By their blindness to this feature of capitalism, organisations like Shelter actually aggravate the very problems they claim to be able to solve. Which means that while whizz kids sparkle the suffering goes on.

The martyr of Southwark
At a stroke Peter Tatchell was transformed by Foot’s harsh words about him in the Commons. From an obscure candidate in what was once a rock safe Labour scat, Tatchell became that most ephemeral of things — a popular left wing martyr.

It all began with Tatchell’s article in London Labour Briefing, in which, in characteristically obscure wording, he seemed to advocate the kind of protest action which Foot himself was once associated with. But of course it is permissible to march, demonstrate and protest when you arc nowhere near government, or don’t want to get into office. Foot’s problem is holding together the Labour Party as an alternative administration for British capitalism. The indiscretions of his past are now an embarrassment to him.

In fact, the Labour leader cannot fairly complain. The Labour Party takes in everyone and anyone, with rarely any reference to their opinions. You pay your money; you take your membership card. In the case of Tatchell, they have recruited someone who can write this: 
Without . . .  a mass popular base consciously demanding and organising for a thorough-going socialist transformation of our society, the prospects of electing a radical Labour government look bleak indeed.
Clearly, Tatchell does not realise that if there were a mass of workers consciously demanding a transformation of society the last thing they would do would be to elect a Labour government to try to run capitalism. Their very consciousness would inform them that the Labour Party is one of their many enemies, standing for the interests of the British capitalist class.

Then again, a politically aware majority of workers will not be wasting their time electing governments, whether they are called radical or not.

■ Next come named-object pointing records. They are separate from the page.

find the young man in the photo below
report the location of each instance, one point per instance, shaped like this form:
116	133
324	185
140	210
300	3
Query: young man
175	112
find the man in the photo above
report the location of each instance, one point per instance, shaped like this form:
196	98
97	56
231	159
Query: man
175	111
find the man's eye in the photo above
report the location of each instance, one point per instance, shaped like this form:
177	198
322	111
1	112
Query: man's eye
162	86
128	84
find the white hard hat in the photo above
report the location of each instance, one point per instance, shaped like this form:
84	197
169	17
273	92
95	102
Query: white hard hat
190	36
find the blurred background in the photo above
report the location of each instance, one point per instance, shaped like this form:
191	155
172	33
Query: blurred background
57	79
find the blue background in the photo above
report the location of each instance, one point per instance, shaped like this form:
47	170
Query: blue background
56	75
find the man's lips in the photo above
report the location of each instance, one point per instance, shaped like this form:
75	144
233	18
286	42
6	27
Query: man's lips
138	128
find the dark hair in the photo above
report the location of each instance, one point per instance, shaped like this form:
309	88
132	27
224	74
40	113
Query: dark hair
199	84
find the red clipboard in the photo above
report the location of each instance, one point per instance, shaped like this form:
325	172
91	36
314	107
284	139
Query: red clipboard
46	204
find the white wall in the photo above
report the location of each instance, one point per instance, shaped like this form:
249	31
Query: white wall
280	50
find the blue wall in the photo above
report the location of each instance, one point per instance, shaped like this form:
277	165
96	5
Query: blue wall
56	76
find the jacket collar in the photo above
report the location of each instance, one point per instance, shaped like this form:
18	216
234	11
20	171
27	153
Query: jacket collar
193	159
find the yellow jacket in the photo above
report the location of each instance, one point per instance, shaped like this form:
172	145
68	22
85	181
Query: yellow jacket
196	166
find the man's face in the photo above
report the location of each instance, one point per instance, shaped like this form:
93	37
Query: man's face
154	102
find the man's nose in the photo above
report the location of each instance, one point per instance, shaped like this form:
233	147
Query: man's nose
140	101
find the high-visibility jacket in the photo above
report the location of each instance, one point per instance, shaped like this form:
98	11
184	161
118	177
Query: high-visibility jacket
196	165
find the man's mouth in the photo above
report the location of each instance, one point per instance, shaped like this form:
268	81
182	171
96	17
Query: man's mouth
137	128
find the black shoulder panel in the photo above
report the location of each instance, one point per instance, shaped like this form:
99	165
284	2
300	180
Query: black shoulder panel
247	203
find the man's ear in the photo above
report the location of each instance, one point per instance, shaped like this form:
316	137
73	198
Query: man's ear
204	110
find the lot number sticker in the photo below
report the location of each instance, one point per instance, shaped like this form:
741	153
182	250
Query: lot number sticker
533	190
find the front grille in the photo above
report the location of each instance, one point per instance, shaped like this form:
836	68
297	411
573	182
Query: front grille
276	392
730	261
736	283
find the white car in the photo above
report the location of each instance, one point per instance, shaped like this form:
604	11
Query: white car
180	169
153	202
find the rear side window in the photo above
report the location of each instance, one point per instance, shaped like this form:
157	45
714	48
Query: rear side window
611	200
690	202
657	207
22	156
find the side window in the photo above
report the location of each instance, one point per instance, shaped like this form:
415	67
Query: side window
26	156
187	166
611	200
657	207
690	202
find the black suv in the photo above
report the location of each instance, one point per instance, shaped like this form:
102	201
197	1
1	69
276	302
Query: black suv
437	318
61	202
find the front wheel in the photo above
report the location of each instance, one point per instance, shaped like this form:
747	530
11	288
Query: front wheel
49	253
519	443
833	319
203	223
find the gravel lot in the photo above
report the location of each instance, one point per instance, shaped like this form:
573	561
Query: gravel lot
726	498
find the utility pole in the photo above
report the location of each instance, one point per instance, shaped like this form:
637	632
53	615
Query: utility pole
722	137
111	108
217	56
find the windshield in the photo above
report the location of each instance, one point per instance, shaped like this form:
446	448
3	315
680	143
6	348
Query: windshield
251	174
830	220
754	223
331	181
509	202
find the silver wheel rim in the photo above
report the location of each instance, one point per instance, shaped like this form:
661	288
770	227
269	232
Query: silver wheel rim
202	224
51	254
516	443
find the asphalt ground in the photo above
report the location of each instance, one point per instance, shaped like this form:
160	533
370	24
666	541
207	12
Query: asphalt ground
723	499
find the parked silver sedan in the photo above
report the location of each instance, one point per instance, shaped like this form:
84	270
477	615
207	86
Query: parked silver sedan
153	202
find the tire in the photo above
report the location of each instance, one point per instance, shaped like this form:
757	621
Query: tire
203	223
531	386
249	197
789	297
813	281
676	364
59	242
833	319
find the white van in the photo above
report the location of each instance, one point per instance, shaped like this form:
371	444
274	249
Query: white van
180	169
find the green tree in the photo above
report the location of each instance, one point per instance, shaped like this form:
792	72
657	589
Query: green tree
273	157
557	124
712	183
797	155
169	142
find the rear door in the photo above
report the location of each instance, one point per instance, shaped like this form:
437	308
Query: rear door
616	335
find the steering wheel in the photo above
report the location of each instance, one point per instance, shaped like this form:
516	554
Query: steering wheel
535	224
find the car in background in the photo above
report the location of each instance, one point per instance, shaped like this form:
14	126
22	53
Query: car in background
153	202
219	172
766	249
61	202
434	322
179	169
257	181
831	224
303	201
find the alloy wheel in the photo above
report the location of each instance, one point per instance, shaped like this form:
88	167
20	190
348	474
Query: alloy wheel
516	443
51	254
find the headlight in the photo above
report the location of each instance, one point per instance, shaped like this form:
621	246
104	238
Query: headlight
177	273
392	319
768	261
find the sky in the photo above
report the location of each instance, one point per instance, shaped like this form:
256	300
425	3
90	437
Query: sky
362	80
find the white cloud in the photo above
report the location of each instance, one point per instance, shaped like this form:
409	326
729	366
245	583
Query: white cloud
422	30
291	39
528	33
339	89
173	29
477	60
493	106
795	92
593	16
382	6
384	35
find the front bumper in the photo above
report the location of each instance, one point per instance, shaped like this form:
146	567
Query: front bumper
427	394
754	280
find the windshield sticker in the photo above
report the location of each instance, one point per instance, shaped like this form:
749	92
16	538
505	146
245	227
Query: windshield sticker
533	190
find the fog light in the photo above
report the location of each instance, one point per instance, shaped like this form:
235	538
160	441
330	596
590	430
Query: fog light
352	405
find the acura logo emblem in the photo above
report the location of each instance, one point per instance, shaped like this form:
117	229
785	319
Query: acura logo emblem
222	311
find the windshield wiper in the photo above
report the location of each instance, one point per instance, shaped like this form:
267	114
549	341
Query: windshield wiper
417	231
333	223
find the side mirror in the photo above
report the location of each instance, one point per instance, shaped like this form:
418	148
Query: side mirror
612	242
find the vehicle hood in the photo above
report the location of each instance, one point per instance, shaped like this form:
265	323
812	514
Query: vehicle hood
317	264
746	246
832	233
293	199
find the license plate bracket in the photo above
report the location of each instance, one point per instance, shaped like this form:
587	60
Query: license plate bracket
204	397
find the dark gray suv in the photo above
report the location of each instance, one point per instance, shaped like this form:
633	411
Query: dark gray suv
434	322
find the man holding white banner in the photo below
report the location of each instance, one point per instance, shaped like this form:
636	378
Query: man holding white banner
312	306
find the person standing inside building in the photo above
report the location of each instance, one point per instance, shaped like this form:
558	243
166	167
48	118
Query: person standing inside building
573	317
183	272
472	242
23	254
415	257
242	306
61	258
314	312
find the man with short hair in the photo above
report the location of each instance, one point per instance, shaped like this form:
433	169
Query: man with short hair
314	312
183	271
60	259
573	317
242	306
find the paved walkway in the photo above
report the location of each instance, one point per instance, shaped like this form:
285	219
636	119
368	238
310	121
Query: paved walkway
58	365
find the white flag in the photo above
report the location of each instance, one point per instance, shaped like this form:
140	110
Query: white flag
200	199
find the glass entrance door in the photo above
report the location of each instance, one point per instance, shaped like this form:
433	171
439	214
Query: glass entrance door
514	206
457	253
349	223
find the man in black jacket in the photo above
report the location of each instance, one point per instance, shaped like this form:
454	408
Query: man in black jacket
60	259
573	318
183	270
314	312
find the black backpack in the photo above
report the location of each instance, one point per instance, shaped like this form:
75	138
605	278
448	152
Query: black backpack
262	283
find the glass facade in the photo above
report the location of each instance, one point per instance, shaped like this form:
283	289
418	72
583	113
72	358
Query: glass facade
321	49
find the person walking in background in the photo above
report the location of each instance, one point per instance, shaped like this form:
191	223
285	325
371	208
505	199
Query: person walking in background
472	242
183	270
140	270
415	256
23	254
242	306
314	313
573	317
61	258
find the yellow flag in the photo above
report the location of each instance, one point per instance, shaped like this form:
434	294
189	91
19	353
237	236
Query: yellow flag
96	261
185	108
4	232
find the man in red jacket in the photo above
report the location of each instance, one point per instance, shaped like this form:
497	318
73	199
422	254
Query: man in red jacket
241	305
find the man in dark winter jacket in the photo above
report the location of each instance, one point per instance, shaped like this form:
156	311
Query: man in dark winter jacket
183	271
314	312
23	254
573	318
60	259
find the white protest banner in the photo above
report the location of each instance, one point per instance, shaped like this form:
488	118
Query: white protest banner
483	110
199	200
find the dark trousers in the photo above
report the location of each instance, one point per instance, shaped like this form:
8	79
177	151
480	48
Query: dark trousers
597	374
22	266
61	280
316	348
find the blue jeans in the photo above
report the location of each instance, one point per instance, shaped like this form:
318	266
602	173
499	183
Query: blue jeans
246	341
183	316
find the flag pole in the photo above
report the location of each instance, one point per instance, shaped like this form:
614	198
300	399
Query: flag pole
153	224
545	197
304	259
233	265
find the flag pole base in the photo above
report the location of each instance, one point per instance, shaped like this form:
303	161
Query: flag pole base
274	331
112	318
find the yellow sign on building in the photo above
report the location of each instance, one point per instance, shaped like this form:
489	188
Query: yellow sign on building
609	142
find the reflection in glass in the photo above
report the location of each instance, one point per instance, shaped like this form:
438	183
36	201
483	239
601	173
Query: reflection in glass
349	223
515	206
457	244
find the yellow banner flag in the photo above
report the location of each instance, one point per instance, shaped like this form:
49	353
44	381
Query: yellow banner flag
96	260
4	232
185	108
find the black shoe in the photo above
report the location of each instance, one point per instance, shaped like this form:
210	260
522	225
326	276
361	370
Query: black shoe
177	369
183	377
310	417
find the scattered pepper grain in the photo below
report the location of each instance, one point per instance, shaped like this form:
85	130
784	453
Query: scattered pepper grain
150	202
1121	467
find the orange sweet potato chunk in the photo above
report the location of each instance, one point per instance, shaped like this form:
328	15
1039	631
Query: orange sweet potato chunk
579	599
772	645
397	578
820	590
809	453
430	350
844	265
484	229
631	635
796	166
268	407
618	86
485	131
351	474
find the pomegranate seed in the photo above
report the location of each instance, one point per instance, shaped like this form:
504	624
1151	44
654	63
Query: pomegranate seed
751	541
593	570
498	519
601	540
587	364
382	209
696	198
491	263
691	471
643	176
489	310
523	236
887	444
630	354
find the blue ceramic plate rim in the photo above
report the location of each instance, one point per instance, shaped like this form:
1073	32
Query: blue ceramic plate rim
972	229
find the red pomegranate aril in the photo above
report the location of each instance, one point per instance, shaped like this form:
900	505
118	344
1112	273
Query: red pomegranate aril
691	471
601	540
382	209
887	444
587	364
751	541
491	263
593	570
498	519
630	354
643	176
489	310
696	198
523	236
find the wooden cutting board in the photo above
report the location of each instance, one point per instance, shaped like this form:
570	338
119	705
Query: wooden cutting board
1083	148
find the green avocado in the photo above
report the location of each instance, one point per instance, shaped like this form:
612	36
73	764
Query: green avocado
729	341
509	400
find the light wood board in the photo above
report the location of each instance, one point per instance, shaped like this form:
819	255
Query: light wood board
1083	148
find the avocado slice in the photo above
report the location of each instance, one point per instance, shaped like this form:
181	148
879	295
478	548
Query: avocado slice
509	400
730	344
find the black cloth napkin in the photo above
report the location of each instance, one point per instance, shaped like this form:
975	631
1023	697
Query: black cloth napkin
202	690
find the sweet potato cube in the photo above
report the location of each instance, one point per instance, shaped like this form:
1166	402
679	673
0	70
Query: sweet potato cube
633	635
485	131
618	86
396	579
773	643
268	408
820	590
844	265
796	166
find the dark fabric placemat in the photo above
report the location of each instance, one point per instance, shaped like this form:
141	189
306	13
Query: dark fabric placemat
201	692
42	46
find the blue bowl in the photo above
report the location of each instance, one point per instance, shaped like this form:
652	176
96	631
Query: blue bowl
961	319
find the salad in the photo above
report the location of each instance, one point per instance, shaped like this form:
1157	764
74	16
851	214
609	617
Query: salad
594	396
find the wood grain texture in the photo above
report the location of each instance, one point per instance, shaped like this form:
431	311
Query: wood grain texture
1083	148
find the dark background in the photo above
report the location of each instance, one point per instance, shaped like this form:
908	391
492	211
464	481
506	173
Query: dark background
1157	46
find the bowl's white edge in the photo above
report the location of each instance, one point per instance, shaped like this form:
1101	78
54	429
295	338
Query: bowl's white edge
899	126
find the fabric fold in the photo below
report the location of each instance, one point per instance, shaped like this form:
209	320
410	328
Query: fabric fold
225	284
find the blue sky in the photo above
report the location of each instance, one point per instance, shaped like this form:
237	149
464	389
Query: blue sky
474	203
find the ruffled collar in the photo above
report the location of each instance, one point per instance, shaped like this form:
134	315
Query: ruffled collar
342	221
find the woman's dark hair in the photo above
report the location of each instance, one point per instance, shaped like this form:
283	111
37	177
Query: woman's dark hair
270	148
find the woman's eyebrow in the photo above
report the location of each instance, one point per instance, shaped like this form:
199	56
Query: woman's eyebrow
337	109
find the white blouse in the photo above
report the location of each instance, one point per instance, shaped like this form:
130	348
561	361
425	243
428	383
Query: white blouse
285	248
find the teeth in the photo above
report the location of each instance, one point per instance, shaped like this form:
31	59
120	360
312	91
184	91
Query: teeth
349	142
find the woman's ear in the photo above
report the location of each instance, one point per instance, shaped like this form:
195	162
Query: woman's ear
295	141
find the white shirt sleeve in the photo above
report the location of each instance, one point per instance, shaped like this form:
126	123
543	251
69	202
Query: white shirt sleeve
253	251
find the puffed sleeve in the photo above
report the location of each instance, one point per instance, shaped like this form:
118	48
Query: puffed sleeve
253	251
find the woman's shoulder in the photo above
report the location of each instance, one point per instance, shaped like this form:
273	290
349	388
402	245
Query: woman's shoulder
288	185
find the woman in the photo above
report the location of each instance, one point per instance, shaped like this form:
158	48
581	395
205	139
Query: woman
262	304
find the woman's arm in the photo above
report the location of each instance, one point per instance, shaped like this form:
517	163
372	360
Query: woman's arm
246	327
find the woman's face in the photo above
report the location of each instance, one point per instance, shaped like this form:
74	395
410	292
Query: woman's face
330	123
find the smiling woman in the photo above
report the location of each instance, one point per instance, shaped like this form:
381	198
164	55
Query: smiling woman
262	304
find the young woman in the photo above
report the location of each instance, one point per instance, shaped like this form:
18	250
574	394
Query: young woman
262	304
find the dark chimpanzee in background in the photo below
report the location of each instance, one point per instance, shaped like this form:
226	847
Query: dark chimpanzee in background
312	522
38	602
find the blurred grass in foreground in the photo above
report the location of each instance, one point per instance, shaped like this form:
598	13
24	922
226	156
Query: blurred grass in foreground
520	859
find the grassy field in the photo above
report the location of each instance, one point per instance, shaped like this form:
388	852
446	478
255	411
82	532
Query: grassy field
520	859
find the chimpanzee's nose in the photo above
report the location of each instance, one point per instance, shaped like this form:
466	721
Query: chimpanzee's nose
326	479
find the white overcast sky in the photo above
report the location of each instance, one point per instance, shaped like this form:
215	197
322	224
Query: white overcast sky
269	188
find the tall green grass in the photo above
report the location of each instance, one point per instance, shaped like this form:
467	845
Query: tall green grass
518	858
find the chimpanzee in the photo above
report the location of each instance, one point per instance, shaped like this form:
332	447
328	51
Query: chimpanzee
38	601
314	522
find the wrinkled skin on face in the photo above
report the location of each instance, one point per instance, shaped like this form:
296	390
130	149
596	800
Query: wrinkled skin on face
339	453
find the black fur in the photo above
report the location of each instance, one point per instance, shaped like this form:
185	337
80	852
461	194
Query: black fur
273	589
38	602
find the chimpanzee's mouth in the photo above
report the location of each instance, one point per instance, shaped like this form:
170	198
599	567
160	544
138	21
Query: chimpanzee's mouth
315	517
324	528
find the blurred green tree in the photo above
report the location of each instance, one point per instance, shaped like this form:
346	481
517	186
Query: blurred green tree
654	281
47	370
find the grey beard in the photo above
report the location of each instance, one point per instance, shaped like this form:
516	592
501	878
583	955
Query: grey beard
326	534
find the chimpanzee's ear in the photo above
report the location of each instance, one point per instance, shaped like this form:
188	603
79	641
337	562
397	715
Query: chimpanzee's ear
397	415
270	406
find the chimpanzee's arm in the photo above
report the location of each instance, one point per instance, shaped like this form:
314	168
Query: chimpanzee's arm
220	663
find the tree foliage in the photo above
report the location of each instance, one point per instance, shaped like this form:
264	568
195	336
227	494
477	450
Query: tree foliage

No government can establish socialism, which must be the task of the working class themselves, using a democratic tool to bring in the society which, among other things, will abolish government.

The Labour candidate (as he was) for Bermondsey is palpably confused. His clash with Foot is a case of misguided youth against cynical age. Not an inspiring spectacle; but then, when has the Labour Party inspired anything other than disgust?